The Dark Sides of Artificial Intelligence: An Integrated AI Governance Framework for Public Administration
A structured academic governance framework for public administration AI risks - useful as a reference point, though not a recent development.
Key points
- A 2020 academic framework organises AI governance for public administration into law, society, and ethics categories.
- The five-layer governance structure and four-stage regulatory process offer a structured reference for APS governance work.
- The paper is five years old and spotlighted as part of MIT's AI Risk Repository catalogue - not new research.
Summary
The MIT AI Risk Repository has spotlighted a 2020 academic paper by Wirtz, Weyerer, and Sturm proposing an integrated AI governance framework for public administration. The framework organises AI challenges into three categories - law and regulation, societal impacts, and ethics - and presents a five-layer governance structure alongside a four-stage regulatory process covering framing, risk and benefit assessment, risk evaluation, and risk management. The paper is grounded in regulation theory, treating AI challenges as market failures requiring governmental intervention. APS practitioners may find the structured taxonomy useful for gap analysis against existing Australian frameworks, though the work predates several significant AI governance developments.
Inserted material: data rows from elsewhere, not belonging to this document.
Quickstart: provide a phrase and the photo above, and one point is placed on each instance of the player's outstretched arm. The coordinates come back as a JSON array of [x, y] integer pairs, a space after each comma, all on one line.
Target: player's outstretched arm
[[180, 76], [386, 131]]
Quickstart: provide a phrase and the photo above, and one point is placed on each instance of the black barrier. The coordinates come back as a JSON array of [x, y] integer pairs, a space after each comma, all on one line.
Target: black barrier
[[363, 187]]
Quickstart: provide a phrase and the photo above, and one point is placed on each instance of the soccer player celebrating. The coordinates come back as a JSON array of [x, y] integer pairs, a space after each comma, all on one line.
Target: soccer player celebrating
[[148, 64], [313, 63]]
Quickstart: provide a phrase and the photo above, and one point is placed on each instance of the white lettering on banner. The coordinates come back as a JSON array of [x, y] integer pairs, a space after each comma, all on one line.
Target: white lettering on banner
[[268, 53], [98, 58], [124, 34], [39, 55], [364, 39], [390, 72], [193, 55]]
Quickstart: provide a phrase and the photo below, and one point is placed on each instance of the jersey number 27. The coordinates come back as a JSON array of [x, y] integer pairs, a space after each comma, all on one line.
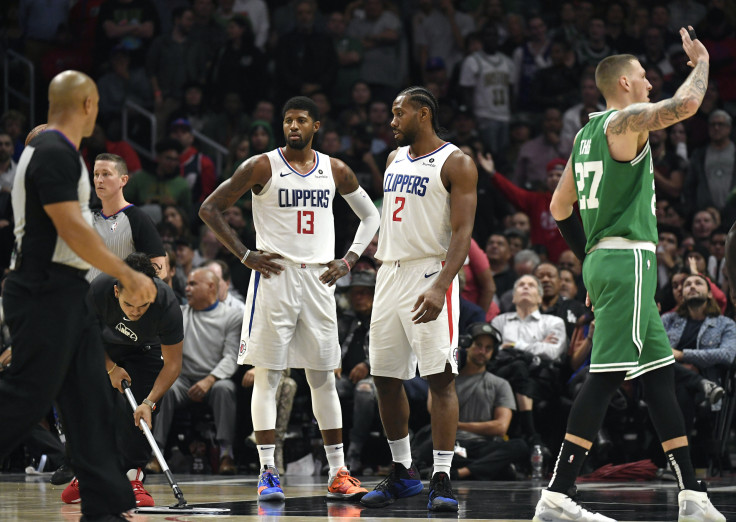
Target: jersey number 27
[[584, 172]]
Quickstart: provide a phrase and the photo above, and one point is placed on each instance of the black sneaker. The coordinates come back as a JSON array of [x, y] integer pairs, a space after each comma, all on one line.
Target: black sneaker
[[62, 475], [441, 497], [400, 483]]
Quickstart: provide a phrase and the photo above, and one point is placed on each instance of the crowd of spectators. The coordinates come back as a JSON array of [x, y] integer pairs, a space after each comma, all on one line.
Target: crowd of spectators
[[515, 83]]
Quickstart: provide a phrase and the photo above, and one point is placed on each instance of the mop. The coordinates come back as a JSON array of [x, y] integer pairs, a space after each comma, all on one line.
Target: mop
[[181, 506]]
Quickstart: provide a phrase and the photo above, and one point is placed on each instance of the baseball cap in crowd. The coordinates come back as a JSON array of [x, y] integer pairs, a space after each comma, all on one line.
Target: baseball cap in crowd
[[363, 278], [182, 241], [475, 330], [557, 163], [434, 64], [180, 123]]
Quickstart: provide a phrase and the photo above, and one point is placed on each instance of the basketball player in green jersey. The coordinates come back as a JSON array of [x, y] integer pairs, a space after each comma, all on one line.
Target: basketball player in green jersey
[[611, 177]]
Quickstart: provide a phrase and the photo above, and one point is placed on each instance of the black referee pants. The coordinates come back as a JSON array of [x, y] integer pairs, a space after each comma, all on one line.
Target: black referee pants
[[58, 354], [143, 364]]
Implications for Australian agencies
- Consider Governance and policy teams could consider whether the five-layer framework or risk taxonomy offers a useful diagnostic lens when reviewing agency AI governance arrangements against the APS AI Policy.
- Monitor Teams building or maintaining AI risk registers may want to monitor the broader MIT AI Risk Repository catalogue for other frameworks that could inform Australian risk classification approaches.
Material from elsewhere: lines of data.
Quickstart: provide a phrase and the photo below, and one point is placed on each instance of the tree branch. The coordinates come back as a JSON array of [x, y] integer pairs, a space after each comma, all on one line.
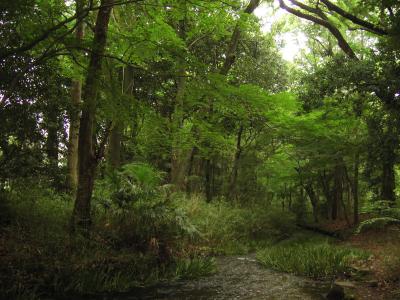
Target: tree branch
[[325, 23], [367, 25]]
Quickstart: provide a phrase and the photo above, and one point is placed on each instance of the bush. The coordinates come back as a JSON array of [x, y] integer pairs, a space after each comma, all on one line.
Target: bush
[[376, 223], [230, 229], [317, 261]]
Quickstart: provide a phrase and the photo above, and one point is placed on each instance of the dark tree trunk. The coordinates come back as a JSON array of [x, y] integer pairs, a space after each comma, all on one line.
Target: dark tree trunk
[[76, 89], [208, 180], [87, 158], [355, 187], [235, 168], [114, 145], [337, 191], [388, 176], [314, 200]]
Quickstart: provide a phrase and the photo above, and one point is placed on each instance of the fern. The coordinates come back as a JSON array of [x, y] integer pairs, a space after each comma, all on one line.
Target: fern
[[376, 223]]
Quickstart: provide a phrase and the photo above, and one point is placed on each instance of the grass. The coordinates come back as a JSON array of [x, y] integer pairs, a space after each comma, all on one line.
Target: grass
[[39, 257], [316, 258], [228, 229]]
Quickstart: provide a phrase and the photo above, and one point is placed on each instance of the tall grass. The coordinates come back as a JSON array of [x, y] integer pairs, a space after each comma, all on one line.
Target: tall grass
[[226, 228], [321, 260]]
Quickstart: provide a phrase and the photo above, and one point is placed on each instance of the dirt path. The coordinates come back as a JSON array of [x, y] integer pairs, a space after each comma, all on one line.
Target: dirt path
[[237, 278]]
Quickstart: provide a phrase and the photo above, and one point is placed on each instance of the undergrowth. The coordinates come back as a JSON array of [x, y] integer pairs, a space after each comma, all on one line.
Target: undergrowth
[[142, 234], [316, 258]]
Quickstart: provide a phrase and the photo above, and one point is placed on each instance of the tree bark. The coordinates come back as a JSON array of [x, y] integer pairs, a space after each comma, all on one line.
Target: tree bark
[[87, 158], [388, 162], [76, 92], [233, 178], [355, 187], [314, 200], [178, 157]]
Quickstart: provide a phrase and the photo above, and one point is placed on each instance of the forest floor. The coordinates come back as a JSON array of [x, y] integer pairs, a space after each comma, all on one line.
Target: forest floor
[[379, 277]]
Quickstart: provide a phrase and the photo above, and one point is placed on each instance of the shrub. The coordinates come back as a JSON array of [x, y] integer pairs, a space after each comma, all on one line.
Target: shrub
[[376, 223], [233, 229]]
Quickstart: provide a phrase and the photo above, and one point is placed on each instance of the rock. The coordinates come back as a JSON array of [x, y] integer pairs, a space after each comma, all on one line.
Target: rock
[[362, 270], [345, 284], [335, 293], [372, 283]]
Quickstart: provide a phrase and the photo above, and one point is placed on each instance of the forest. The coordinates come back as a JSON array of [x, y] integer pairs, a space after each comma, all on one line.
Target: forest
[[199, 149]]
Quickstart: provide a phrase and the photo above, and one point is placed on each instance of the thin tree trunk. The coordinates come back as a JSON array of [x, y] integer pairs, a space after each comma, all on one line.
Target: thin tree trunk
[[76, 89], [178, 159], [314, 200], [232, 183], [87, 158], [388, 162], [208, 180], [355, 187], [114, 146]]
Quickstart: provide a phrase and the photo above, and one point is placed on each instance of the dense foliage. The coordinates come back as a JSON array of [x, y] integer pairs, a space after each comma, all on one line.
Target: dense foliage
[[137, 138]]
Implications are AI-generated. Starting points, not advice.
"The Dark Sides of Artificial Intelligence: An Integrated AI Governance Framework for Public Administration" Source: MIT AI Risk Repository – Blog Published: 16 July 2025 URL: https://airisk.mit.edu/blog/the-dark-sides-of-artificial-intelligence-an-integrated-ai-governance-framework-for-public-administration The MIT AI Risk Repository has spotlighted a 2020 academic paper by Wirtz, Weyerer, and Sturm proposing an integrated AI governance framework for public administration. The framework organises AI challenges into three categories - law and regulation, societal impacts, and ethics - and presents a five-layer governance structure alongside a four-stage regulatory process covering framing, risk and benefit assessment, risk evaluation, and risk management. The paper is grounded in regulation theory, treating AI challenges as market failures requiring governmental intervention. APS practitioners may find the structured taxonomy useful for gap analysis against existing Australian frameworks, though the work predates several significant AI governance developments. Implications for Australian agencies: - [Consider] Governance and policy teams could consider whether the five-layer framework or risk taxonomy offers a useful diagnostic lens when reviewing agency AI governance arrangements against the APS AI Policy. - [Monitor] Teams building or maintaining AI risk registers may want to monitor the broader MIT AI Risk Repository catalogue for other frameworks that could inform Australian risk classification approaches. Retrieved from SIMS, 18 May 2026.